A Personal Volcano Cracks in the Holocene: A Disaster Series

Laura Moriarty

Nightboat Books, 2019

Reviewed by: Chris Tysh

September 4, 2019


Let it be said from the outset that no book review, no exegesis, no close reading will ever approach the utter richness and specificity of a work under consideration. In other words, no metatext can quite match the poetic world it attempts to reach. A book overruns its seams in a way that always disrupts and collapses the critic’s gloss and her net of explications. This could not be any truer of Laura Moriarty‘s newest collection, Personal Volcano, which is a hybrid text of overlapping registers and affects, volcanology, intimate history, ecopoetics, and social practice—spilling its timelines, queries and dreams inside out, emitted, analogic.

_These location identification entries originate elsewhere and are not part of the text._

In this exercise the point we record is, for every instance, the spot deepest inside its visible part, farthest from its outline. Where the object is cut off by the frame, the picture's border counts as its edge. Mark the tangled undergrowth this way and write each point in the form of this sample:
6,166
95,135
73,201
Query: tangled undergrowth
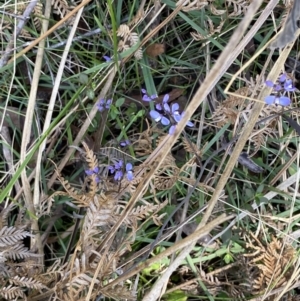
147,154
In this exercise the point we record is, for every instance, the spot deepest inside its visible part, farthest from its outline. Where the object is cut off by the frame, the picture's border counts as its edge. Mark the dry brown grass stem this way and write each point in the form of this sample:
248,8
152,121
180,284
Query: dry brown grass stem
172,250
52,29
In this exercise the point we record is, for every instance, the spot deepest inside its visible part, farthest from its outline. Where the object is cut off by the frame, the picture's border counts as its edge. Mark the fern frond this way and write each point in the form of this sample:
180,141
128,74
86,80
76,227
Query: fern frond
11,292
10,236
61,7
26,282
16,252
119,293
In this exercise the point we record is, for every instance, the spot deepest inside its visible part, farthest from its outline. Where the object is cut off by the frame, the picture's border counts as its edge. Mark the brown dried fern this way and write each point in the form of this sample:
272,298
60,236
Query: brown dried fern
274,262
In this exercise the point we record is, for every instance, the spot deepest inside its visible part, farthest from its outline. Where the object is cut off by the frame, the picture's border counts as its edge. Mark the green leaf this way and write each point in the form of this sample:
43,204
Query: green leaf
175,296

Is this a geological cataclysm

        or one of spirit or body?

 Although organized in twelve sections, the book bubbles up, erupts, straddles, and cracks the crust of our knowledge, releasing its violent analytic, eyes wide open on “this epoch or extinction or whatever this is.” 

The last sentence of Nadja, André Breton’s 1928 surrealist novel, reads “Beauty will be CONVULSIVE or not at all.” Grounded in extensive research which takes the author from Mount Shasta in the Cascade Range in the Northern part of California to Western Iceland and Mount Pelée at the Northern end of Martinique, to name a few sites, Volcano teems with a lexicon whose scientific precision and sheer abundance produce inexplicable splendor. Lava, ash, and gases punctuate the various eruptions while calderas and fumaroles exert an eerie power of seduction. Scoriae, schist, and fire plumes rain down on earth, coruscating in a hot flash. When we stumble in section one, entitled Glass Action, on “nuées ardentes,” we seem to read a mute citation from Mallarmé, but quickly come to understand it as an incandescent cloud of ashes. If a volcano is a rupture in the crust of a planetary object, then Moriarty offers her lessons on “volcanic genesis” and its aftermath in a way that makes a leap between rupture and rapture. The ensuing explosions convulse world and word, sharing the same space. 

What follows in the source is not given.